I looked at the Silent One in anguish. He was staring at the man in disbelief. When he caught my glance he grabbed my hand and we quickly left the market. As soon as we reached the road, he fell down on the grass and cried as though in terrible pain, his words muffled by the ground. It was the only time that I had heard his voice.

19

Early in the morning one of the teachers called me out. I was being summoned to the office of the principal. At first I thought it must be news from Gavrila, but on the way I began to have my doubts.

The principal was waiting for me in her office, accompanied by the member of the Social Commission who thought he had known my parents before the war. They greeted me cordially and asked me to sit down. I noticed that they were both rather nervous, though they tried to conceal it. I looked anxiously around, and heard voices in an adjoining office.

The man from the Commission went into the other room and talked to someone in there. Then he opened the door wide. A man and a woman stood inside.

They seemed somehow familiar, and I could hear my heart beating under the star of my uniform. Forcing an expression of indifference, I scrutinized their faces. The resemblance was striking; these two could be my parents. I clutched my chair while thoughts raced through my mind like ricocheting bullets. My parents . . . I didn’t know what to do; admit that I recognized them or pretend that I didn’t?

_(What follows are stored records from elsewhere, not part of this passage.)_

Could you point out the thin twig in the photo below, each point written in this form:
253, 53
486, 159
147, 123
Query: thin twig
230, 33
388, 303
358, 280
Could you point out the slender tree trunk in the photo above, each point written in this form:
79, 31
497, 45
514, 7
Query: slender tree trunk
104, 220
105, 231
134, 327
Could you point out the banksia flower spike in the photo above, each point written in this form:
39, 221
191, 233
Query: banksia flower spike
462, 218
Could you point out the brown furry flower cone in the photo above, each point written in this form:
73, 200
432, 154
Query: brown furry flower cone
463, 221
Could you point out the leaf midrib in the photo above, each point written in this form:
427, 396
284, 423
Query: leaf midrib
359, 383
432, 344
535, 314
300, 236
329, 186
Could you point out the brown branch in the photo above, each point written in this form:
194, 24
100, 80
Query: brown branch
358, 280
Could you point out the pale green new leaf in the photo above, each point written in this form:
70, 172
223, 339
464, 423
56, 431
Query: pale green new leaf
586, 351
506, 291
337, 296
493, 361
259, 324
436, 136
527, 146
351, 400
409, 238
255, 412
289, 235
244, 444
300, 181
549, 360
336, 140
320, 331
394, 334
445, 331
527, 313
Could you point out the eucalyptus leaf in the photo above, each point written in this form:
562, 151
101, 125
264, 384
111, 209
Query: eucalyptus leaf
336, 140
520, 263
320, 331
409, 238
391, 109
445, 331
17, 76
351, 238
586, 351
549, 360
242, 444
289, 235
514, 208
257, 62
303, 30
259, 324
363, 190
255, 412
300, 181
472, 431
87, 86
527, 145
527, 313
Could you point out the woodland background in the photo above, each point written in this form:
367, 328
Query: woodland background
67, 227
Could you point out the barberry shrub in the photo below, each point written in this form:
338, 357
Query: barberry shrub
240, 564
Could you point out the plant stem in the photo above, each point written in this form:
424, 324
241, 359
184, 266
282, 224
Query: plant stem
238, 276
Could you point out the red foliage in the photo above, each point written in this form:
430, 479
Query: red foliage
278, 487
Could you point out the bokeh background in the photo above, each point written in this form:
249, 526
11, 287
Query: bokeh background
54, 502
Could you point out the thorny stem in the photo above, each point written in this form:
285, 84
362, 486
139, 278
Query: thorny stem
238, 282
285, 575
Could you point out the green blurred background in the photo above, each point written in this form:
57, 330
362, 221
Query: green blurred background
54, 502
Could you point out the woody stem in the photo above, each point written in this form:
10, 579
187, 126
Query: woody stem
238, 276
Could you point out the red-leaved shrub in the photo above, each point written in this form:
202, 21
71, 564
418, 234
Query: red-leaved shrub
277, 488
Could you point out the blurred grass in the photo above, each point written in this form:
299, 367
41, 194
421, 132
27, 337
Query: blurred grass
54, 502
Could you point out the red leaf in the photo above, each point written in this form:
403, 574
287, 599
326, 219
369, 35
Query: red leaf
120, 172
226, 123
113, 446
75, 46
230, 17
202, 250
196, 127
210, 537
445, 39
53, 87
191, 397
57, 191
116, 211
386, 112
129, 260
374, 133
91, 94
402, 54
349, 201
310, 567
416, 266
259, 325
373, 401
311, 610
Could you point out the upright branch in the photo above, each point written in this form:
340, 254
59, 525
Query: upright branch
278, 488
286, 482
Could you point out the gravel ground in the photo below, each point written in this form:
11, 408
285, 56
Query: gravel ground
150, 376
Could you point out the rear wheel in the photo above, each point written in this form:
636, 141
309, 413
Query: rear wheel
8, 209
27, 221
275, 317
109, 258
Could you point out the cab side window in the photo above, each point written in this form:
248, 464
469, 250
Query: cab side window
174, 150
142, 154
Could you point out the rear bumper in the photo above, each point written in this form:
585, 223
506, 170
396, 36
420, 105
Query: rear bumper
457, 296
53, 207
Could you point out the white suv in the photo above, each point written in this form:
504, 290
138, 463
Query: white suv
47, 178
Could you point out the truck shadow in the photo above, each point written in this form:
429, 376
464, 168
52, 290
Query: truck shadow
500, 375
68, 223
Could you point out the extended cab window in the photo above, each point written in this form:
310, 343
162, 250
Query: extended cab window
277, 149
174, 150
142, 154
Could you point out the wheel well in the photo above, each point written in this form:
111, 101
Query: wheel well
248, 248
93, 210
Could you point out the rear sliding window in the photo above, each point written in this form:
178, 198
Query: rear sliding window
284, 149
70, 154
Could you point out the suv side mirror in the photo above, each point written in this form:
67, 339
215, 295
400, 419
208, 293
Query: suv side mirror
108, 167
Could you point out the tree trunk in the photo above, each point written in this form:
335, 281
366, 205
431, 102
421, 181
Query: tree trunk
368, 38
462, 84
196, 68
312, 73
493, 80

They came closer. The woman bent over me. Her face was suddenly creased by tears. The man, nervously adjusting the spectacles on his moist nose, supported her on his arm. He also was shaking with sobs. But he quickly overcame them and addressed me. He spoke to me in Russian and I noted that his speech was as fluent and beautiful as Gavrila’s. He asked me to unbutton my uniform: on my chest, on the left side, there should be a birthmark.

I knew I had the birthmark. I hesitated, wondering whether to expose it. If I did, everything would be lost; there would be no doubt that I was their son. I pondered for a few minutes, but I felt sorry for the crying woman. I slowly unbuttoned my uniform.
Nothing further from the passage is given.